Page-turner is an understatement
There is a lightness and gentleness to the writing, but once you start, you will struggle to tear yourself away. It is masterfully plotted. The suspense is expertly controlled. And the creepiness cranks up, notch by notch, until it becomes increasingly difficult to put the book down. Every chapter will fill you with intrigue and dread – your concern for Peggy will mount with every sentence. You will find yourself, moon-eyed, on the edge of your seat, whipping the pages back as your heart beats faster and faster (even in the beautiful, quiet sections).
There are beautiful, quiet sections too
If you enjoy the exploration of natural landscapes within books – you will love Our Endless Numbered Days. As Peggy and her father make their life in the middle of nowhere, the descriptions of the wilderness will enchant you (while the plot keeps you hooked). Fuller has a talent for evocative prose that is inventive but not excessively ornamented. It adds a slightly other-worldly element, at times, to the story, which contributes wonderfully to the overall unease.

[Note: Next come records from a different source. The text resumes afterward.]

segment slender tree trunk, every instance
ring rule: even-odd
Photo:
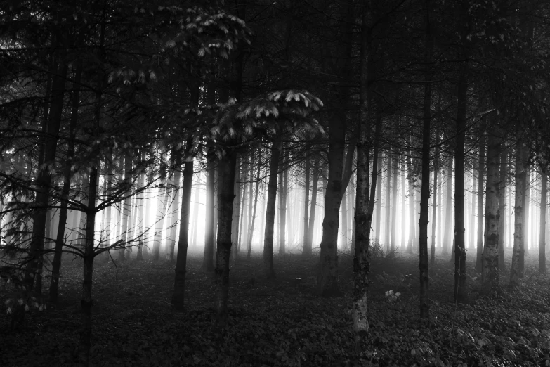
[[[216,165],[214,154],[214,143],[209,142],[207,146],[207,212],[204,225],[204,256],[202,258],[202,269],[207,272],[214,271],[214,169]]]
[[[496,134],[499,134],[497,131]],[[487,191],[485,198],[485,243],[481,273],[482,295],[500,294],[499,276],[499,154],[500,136],[489,134],[487,150]]]
[[[464,20],[469,18],[469,0],[462,0],[461,15]],[[467,22],[462,24],[461,36],[463,44],[461,56],[463,58],[460,66],[457,101],[457,138],[454,148],[454,302],[466,302],[466,248],[464,247],[464,145],[466,141],[466,112],[468,103],[468,55],[466,46]]]
[[[129,241],[129,236],[128,236],[129,231],[129,219],[131,214],[132,209],[132,197],[131,196],[131,184],[132,184],[132,157],[129,153],[126,154],[124,157],[124,186],[126,191],[124,195],[126,195],[122,205],[122,228],[121,229],[121,240],[122,243],[121,244],[120,249],[119,250],[118,260],[126,260],[125,250],[126,244]]]
[[[397,247],[396,243],[398,240],[397,235],[398,235],[398,226],[397,226],[397,214],[398,214],[398,208],[397,208],[397,191],[398,191],[398,184],[397,184],[397,178],[398,178],[398,157],[397,155],[393,156],[393,169],[391,171],[391,179],[393,181],[392,183],[392,206],[391,206],[391,213],[392,213],[392,219],[391,219],[391,240],[390,240],[390,252],[393,254],[395,252],[395,247]]]
[[[483,181],[485,181],[485,139],[482,134],[479,142],[478,157],[478,245],[476,257],[476,271],[481,273],[482,252],[483,252]]]
[[[231,220],[235,194],[235,171],[237,154],[228,150],[218,165],[220,205],[218,226],[218,246],[216,254],[216,313],[219,322],[227,319],[229,293],[229,257],[231,253]]]
[[[386,175],[386,212],[384,213],[384,227],[386,233],[384,242],[386,244],[386,252],[390,249],[390,236],[391,236],[391,175],[393,172],[393,162],[391,156],[388,153],[388,174]]]
[[[250,218],[250,227],[248,230],[248,244],[247,245],[247,258],[250,259],[252,251],[252,236],[254,234],[254,222],[256,221],[256,212],[258,208],[258,194],[260,192],[260,174],[261,173],[261,147],[258,150],[258,171],[256,173],[256,189],[254,190],[254,200],[252,209],[252,214]]]
[[[436,153],[433,155],[436,162],[439,159],[439,136],[441,134],[440,127],[438,127],[437,132],[436,133]],[[438,165],[434,162],[433,164],[433,203],[432,205],[432,214],[431,214],[431,253],[430,254],[430,264],[433,265],[436,262],[436,240],[438,239],[436,237],[436,231],[437,231],[438,222],[441,221],[440,210],[439,211],[440,217],[439,221],[437,221],[438,217],[438,174],[439,174],[439,167]],[[439,205],[440,206],[440,204]],[[473,227],[472,227],[473,228]]]
[[[168,227],[170,228],[166,240],[166,261],[173,263],[176,261],[173,253],[176,247],[176,233],[178,227],[178,210],[180,207],[180,180],[181,178],[181,151],[172,151],[173,157],[173,175],[172,176],[172,189],[173,190],[173,200],[171,205],[170,221]],[[198,217],[198,216],[197,216]],[[206,248],[206,245],[205,245]]]
[[[63,35],[60,36],[62,38]],[[56,41],[58,44],[62,39]],[[63,47],[60,49],[64,49]],[[64,53],[64,51],[60,51]],[[50,104],[50,115],[48,121],[47,134],[41,142],[44,146],[44,163],[48,167],[55,162],[57,152],[58,136],[59,134],[61,117],[63,112],[63,98],[65,95],[65,84],[68,67],[65,54],[58,58],[58,65],[52,77],[51,102]],[[37,208],[32,217],[32,234],[29,245],[29,261],[25,272],[24,283],[27,290],[32,289],[36,274],[39,274],[40,283],[35,288],[37,294],[41,293],[41,266],[44,253],[44,235],[46,232],[46,217],[47,214],[48,202],[49,201],[49,188],[51,185],[51,172],[46,168],[40,167],[37,177],[37,194],[34,207]]]
[[[164,228],[164,217],[166,212],[168,201],[168,188],[166,188],[166,164],[164,154],[160,156],[160,183],[159,200],[157,202],[157,216],[155,223],[153,237],[153,260],[156,262],[160,259],[160,246],[162,243],[162,233]]]
[[[363,6],[360,55],[360,121],[358,126],[360,139],[357,144],[357,188],[355,194],[355,249],[353,257],[353,294],[352,318],[355,352],[360,355],[369,331],[369,245],[372,213],[369,211],[369,135],[371,63],[368,63],[372,35],[367,24],[367,6]]]
[[[275,212],[277,203],[277,174],[281,152],[280,143],[275,141],[271,146],[271,160],[269,167],[269,181],[268,184],[268,202],[266,210],[266,231],[263,238],[263,271],[268,278],[275,277],[273,269],[273,235],[275,233]],[[306,185],[309,185],[306,182]],[[307,208],[306,208],[307,212]],[[307,228],[305,228],[307,233]]]
[[[412,162],[411,160],[410,151],[409,156],[407,157],[407,166],[409,169],[409,239],[407,243],[407,253],[412,253],[412,243],[414,240],[414,174],[412,172]]]
[[[542,184],[540,188],[540,232],[539,233],[539,271],[546,271],[546,195],[548,193],[548,176],[544,170],[541,172]]]
[[[189,247],[189,221],[190,219],[190,214],[191,214],[191,191],[193,186],[193,159],[191,155],[192,145],[193,138],[190,136],[188,138],[185,143],[185,162],[183,165],[180,233],[179,238],[178,239],[178,255],[176,258],[176,273],[173,279],[173,293],[172,294],[171,300],[172,307],[176,311],[178,311],[183,310],[185,300],[187,250]],[[231,240],[230,238],[229,240]]]
[[[426,64],[425,79],[432,79],[431,68],[431,53],[433,44],[431,38],[430,20],[430,0],[426,1],[426,49],[424,58]],[[431,122],[431,83],[424,84],[424,124],[422,127],[422,179],[420,191],[420,219],[419,224],[419,252],[420,269],[420,318],[430,318],[429,264],[428,262],[428,201],[430,200],[430,133]]]
[[[317,154],[313,162],[313,186],[311,188],[311,210],[309,214],[309,224],[308,225],[308,236],[303,245],[303,255],[311,255],[311,250],[313,243],[313,230],[315,224],[315,209],[317,208],[317,193],[319,185],[319,163],[320,155]]]
[[[529,242],[531,239],[530,231],[530,221],[529,220],[529,212],[531,207],[531,169],[529,166],[525,166],[525,205],[523,206],[523,252],[525,256],[529,255]]]
[[[80,300],[81,314],[81,331],[80,332],[80,359],[84,366],[90,364],[90,349],[91,347],[91,307],[92,280],[93,276],[93,228],[96,225],[96,195],[98,186],[98,167],[93,166],[90,172],[88,193],[88,207],[86,212],[86,240],[84,245],[84,274],[82,278],[82,293]]]
[[[72,156],[74,154],[74,129],[78,122],[78,110],[80,105],[80,81],[82,76],[82,62],[79,58],[77,61],[77,70],[74,75],[72,91],[72,108],[71,110],[71,120],[69,124],[69,139],[67,141],[67,160],[65,161],[65,172],[63,173],[63,188],[61,191],[61,200],[60,205],[61,210],[59,212],[59,225],[55,236],[55,250],[53,254],[53,261],[51,264],[51,281],[50,283],[50,302],[55,304],[58,302],[58,289],[59,285],[59,269],[61,267],[61,255],[63,253],[63,243],[65,243],[65,230],[67,224],[67,207],[69,192],[71,188],[71,167],[72,166]],[[111,166],[107,165],[109,169]],[[110,171],[107,172],[107,175]],[[109,183],[110,183],[110,179]],[[110,187],[107,186],[107,190]],[[110,208],[110,207],[109,207]]]
[[[309,149],[306,153],[306,168],[304,179],[303,194],[303,252],[306,252],[306,243],[308,242],[308,224],[309,223],[309,181],[310,181],[310,152]]]
[[[380,243],[380,233],[381,232],[381,222],[382,222],[382,155],[379,154],[378,160],[377,160],[377,167],[379,172],[377,172],[377,202],[376,210],[374,212],[377,214],[377,221],[375,224],[376,230],[374,231],[374,242],[377,244]],[[403,191],[405,192],[405,191]],[[357,198],[357,195],[355,195]],[[357,198],[355,198],[357,201]],[[357,204],[355,204],[357,205]],[[357,210],[357,209],[355,209]],[[355,234],[357,236],[357,234]]]
[[[449,247],[451,243],[453,242],[454,236],[452,235],[452,158],[449,157],[447,160],[447,200],[445,205],[445,229],[443,235],[443,255],[449,253]]]
[[[233,219],[232,222],[233,228],[231,229],[231,236],[233,240],[233,259],[237,259],[238,251],[240,250],[240,243],[239,243],[239,219],[241,212],[241,160],[240,155],[237,156],[237,167],[235,174],[235,192],[237,193],[233,202]]]
[[[516,145],[516,199],[513,207],[513,248],[512,249],[512,265],[510,268],[510,286],[517,287],[523,278],[523,225],[525,216],[525,193],[526,184],[525,153],[520,143]]]
[[[508,151],[504,150],[500,153],[500,172],[499,179],[499,269],[504,269],[504,238],[506,237],[506,227],[504,226],[504,218],[506,217],[506,162],[508,160]]]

Disclaimer: you need to be able to stomach hunting and killing
My only warning is for the very faint at heart as living it rough in the wilderness means no supermarket or corner shop (gasp, I know!) and…the resulting foraging and hunting may…make some a little squeamish. But of course, a little blood and guts only all adds to the atmosphere and the tension… and the fear.
It is a heart-breaking story
This book will draw you in, keep you gripped until finally, it breaks your heart. It is surprising and touching. The fact Peggy is so young is a constant source of astonishment – her ability to handle the situation is both impressive and sad. It is a tale of a lost childhood – but one of resilience and strength too.